First place went to Piyumi Wijesekara from the Department of Biomedical Engineering, second place went to Suzy Li, who is studying architecture in the School of Fine Arts, and third place went to Emma Benjaminson of the Department of Mechanical Engineering. The People's Choice Award — selected by the audience in the theater — went to Mohammad Ayaz Masud, who is studying electrical and computer engineering. Materials science & engineering student Amaranth Karra was selected as the Alumni Choice Award winner by online votes from alumni watching the livestream.
The event, which returned for its seventh year at Carnegie Mellon, after a two-year break due to the pandemic, started at the University of Queensland in 2008 and has been adopted by hundreds of institutions. Keith Webster, the Helen and Henry Posner, Jr. Dean of the University Libraries, who brought the competition to CMU, served as host of Wednesday’ finals.
Wijesekara, a doctoral student in the College of Engineering whose research involves engineering mini-lung tissue to study lung biology, lung diseases and targeted therapies attributes her success to the timeliness of her topic. Having an accurate lung model is critical to respond swiftly to public health crises like COVID and makes us better prepared for another pandemic.
“Since I’m doing research on a topic that is relevant at this time, that probably made me stand out to the audience and judges,” Wijesekara said. “We are still in a pandemic and are in dire need of inventing or engineering models to come up with solutions for this pandemic. Since everyone has gone through this tough time, maybe they can relate to this problem more.”
Masud, also from the College of Engineering, is working on a breakthrough memory device that will enable high density storage with minimum energy expenditure. His lab mate encouraged him to compete in 3MT, which he found to be a fun and valuable challenge. After the experience, he encourages other grad students to participate in 3MT.

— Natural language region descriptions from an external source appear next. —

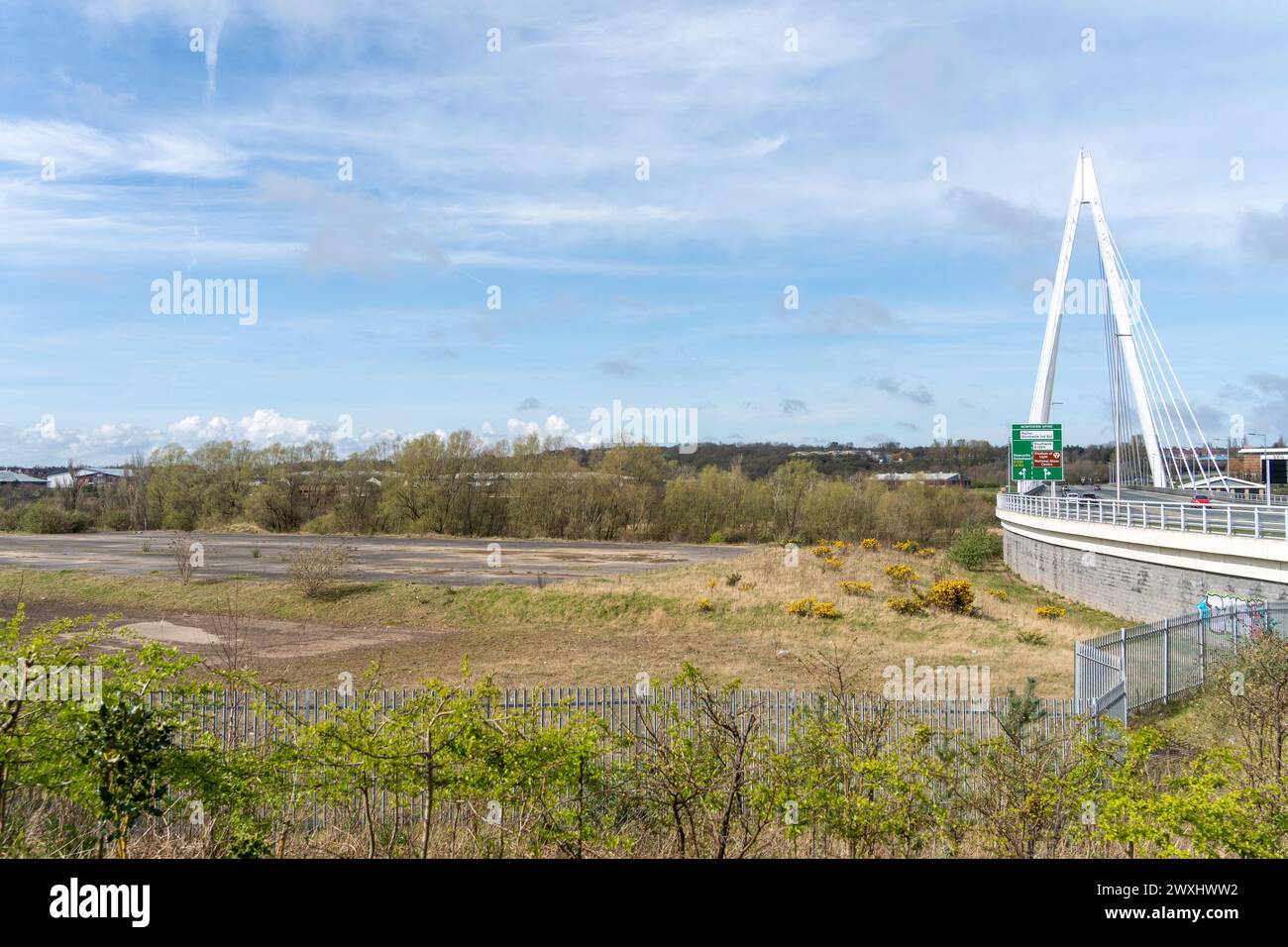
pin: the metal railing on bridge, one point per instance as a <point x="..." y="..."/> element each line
<point x="1136" y="668"/>
<point x="1225" y="519"/>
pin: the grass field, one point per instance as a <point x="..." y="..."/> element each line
<point x="603" y="630"/>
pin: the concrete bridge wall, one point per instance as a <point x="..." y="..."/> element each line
<point x="1142" y="575"/>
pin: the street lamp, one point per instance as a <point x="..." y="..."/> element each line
<point x="1265" y="462"/>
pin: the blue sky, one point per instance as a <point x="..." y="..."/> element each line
<point x="518" y="169"/>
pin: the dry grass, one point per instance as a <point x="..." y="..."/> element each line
<point x="606" y="630"/>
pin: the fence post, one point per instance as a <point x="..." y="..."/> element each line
<point x="1167" y="659"/>
<point x="1122" y="663"/>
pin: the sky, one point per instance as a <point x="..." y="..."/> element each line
<point x="506" y="217"/>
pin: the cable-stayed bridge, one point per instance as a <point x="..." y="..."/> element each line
<point x="1167" y="534"/>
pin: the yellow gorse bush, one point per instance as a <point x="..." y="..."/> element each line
<point x="825" y="609"/>
<point x="902" y="575"/>
<point x="802" y="607"/>
<point x="952" y="595"/>
<point x="907" y="605"/>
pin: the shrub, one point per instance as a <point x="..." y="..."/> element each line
<point x="313" y="569"/>
<point x="902" y="575"/>
<point x="977" y="547"/>
<point x="47" y="515"/>
<point x="322" y="526"/>
<point x="952" y="595"/>
<point x="183" y="554"/>
<point x="116" y="519"/>
<point x="802" y="607"/>
<point x="907" y="605"/>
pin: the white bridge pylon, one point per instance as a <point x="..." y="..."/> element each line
<point x="1136" y="352"/>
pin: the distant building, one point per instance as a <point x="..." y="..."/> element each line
<point x="934" y="478"/>
<point x="1224" y="482"/>
<point x="85" y="475"/>
<point x="1252" y="463"/>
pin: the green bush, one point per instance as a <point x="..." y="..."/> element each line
<point x="116" y="519"/>
<point x="977" y="547"/>
<point x="322" y="526"/>
<point x="48" y="515"/>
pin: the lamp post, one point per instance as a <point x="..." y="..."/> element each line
<point x="1265" y="463"/>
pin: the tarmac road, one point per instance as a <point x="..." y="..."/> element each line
<point x="438" y="561"/>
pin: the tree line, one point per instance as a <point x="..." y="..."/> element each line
<point x="450" y="772"/>
<point x="458" y="484"/>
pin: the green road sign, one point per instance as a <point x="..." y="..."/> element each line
<point x="1037" y="453"/>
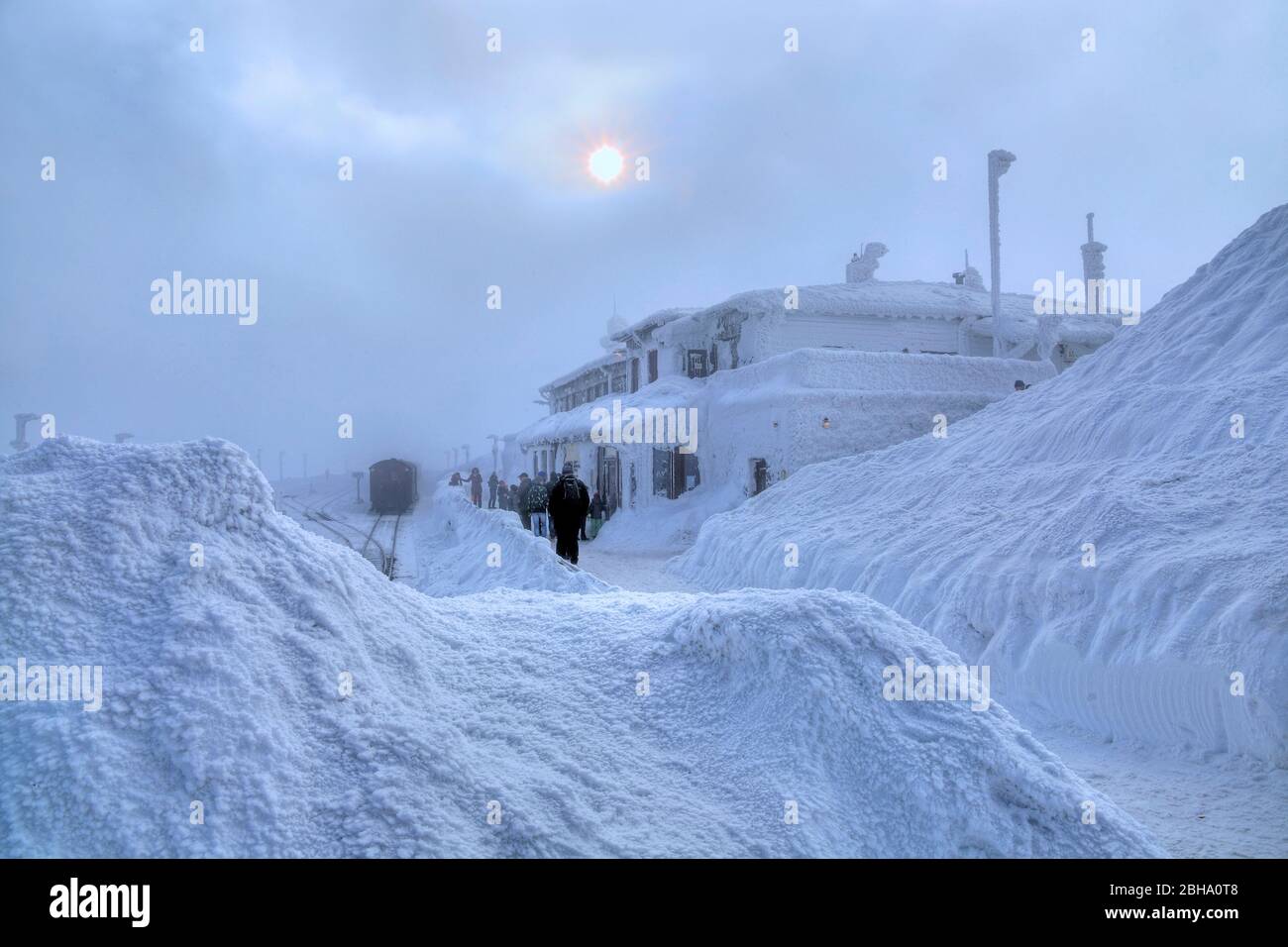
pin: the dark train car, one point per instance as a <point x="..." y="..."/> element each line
<point x="391" y="486"/>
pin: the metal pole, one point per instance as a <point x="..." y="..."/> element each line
<point x="999" y="162"/>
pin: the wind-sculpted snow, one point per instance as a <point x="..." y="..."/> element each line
<point x="1162" y="457"/>
<point x="596" y="724"/>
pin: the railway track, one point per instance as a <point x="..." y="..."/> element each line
<point x="373" y="547"/>
<point x="385" y="561"/>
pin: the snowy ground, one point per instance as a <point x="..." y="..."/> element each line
<point x="1215" y="806"/>
<point x="313" y="707"/>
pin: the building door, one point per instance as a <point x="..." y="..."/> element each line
<point x="664" y="482"/>
<point x="608" y="476"/>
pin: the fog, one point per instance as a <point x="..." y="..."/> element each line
<point x="469" y="170"/>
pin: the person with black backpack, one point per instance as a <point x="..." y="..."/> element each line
<point x="570" y="500"/>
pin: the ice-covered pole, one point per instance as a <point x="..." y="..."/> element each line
<point x="1094" y="269"/>
<point x="20" y="438"/>
<point x="999" y="162"/>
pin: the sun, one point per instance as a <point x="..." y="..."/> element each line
<point x="605" y="163"/>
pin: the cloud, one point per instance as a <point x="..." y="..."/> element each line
<point x="317" y="110"/>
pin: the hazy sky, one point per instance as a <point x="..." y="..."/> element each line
<point x="768" y="167"/>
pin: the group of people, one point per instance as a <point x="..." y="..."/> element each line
<point x="555" y="509"/>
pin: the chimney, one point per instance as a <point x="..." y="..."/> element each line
<point x="1094" y="270"/>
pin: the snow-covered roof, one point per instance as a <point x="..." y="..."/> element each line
<point x="599" y="363"/>
<point x="851" y="373"/>
<point x="653" y="320"/>
<point x="906" y="299"/>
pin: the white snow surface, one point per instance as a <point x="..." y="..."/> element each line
<point x="979" y="538"/>
<point x="220" y="685"/>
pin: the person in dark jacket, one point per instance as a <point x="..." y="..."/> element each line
<point x="476" y="487"/>
<point x="520" y="500"/>
<point x="568" y="504"/>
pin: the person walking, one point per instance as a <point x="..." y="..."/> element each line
<point x="568" y="504"/>
<point x="476" y="487"/>
<point x="537" y="499"/>
<point x="520" y="500"/>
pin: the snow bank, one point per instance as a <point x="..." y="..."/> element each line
<point x="462" y="549"/>
<point x="224" y="689"/>
<point x="980" y="538"/>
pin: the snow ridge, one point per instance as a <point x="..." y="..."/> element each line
<point x="224" y="686"/>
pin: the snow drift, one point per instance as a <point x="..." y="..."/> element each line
<point x="223" y="686"/>
<point x="1162" y="457"/>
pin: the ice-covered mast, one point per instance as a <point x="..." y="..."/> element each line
<point x="1094" y="269"/>
<point x="999" y="162"/>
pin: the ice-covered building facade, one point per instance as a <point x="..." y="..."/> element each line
<point x="769" y="380"/>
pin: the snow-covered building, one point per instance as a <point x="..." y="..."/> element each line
<point x="771" y="380"/>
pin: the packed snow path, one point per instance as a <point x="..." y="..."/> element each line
<point x="635" y="573"/>
<point x="313" y="707"/>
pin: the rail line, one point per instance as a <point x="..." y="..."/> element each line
<point x="372" y="549"/>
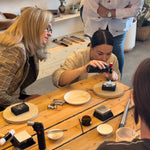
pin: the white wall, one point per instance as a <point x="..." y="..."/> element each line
<point x="60" y="28"/>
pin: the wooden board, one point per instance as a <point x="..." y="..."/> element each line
<point x="22" y="118"/>
<point x="108" y="94"/>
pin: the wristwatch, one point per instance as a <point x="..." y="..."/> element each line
<point x="109" y="14"/>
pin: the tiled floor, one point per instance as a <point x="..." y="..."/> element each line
<point x="44" y="83"/>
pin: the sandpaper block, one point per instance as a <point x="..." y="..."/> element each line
<point x="19" y="109"/>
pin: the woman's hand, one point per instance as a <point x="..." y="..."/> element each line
<point x="97" y="63"/>
<point x="113" y="76"/>
<point x="102" y="11"/>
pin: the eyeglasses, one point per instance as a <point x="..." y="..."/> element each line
<point x="49" y="29"/>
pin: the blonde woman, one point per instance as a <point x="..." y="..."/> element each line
<point x="22" y="45"/>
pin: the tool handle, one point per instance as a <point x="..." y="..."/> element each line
<point x="122" y="123"/>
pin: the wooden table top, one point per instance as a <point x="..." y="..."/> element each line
<point x="68" y="118"/>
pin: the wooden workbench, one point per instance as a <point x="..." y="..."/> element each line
<point x="68" y="118"/>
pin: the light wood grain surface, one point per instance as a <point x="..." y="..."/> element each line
<point x="68" y="118"/>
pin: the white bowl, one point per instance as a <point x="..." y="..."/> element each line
<point x="104" y="129"/>
<point x="55" y="135"/>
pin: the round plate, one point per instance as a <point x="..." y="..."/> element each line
<point x="108" y="94"/>
<point x="55" y="135"/>
<point x="77" y="97"/>
<point x="104" y="129"/>
<point x="22" y="118"/>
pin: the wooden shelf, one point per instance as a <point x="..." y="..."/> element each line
<point x="66" y="16"/>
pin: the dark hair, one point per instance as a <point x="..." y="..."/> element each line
<point x="141" y="92"/>
<point x="101" y="37"/>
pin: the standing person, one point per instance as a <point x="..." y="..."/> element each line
<point x="22" y="45"/>
<point x="98" y="55"/>
<point x="141" y="98"/>
<point x="113" y="15"/>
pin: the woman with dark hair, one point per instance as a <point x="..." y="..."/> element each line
<point x="141" y="99"/>
<point x="22" y="45"/>
<point x="98" y="55"/>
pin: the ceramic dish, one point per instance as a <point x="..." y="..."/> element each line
<point x="55" y="135"/>
<point x="104" y="129"/>
<point x="77" y="97"/>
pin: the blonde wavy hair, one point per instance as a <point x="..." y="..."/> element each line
<point x="28" y="28"/>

“It was fun to talk about my research and to get the People’s Choice award feels good, but the biggest reason to participate in 3MT is that you can spend a lot of time thinking about your research not to present to a committee or to professors but to present to a general audience,” said Masud. “That allows you to discover the most important parts of your research and makes it a really enjoyable process.”
Like first-place winner Wijesekara, who overcame her fear of public speaking by practicing her presentation in front of audiences of friends and colleagues, second-place winner Li participated in 3MT to become more comfortable with public speaking, which she says is a valuable skill for PhD students of any discipline.
Li, who presented a talk on her research into creating smarter urban surfaces to bring benefits to climate change, human health and social equity, had previously participated in the 2020 3MT preliminary rounds, which were prematurely cut short due to the pandemic. She did not win her preliminary round that year and in the two years since, she continued to refine her presentation and sought help from the Student Academic Success Center.
In the end, it’s all worth it if she’s able to get her message out to a broader audience.
“Urban surfaces – roofs, streets and parking lots – are so common, they are everywhere,” Li said. “This topic is relevant because we are now facing urban heat and flooding problems everyday. I hope the data points I shared in the presentation catch people’s attention and make them realize that what a big problem we’re facing. It will be good if my presentation makes people start to think about this topic.”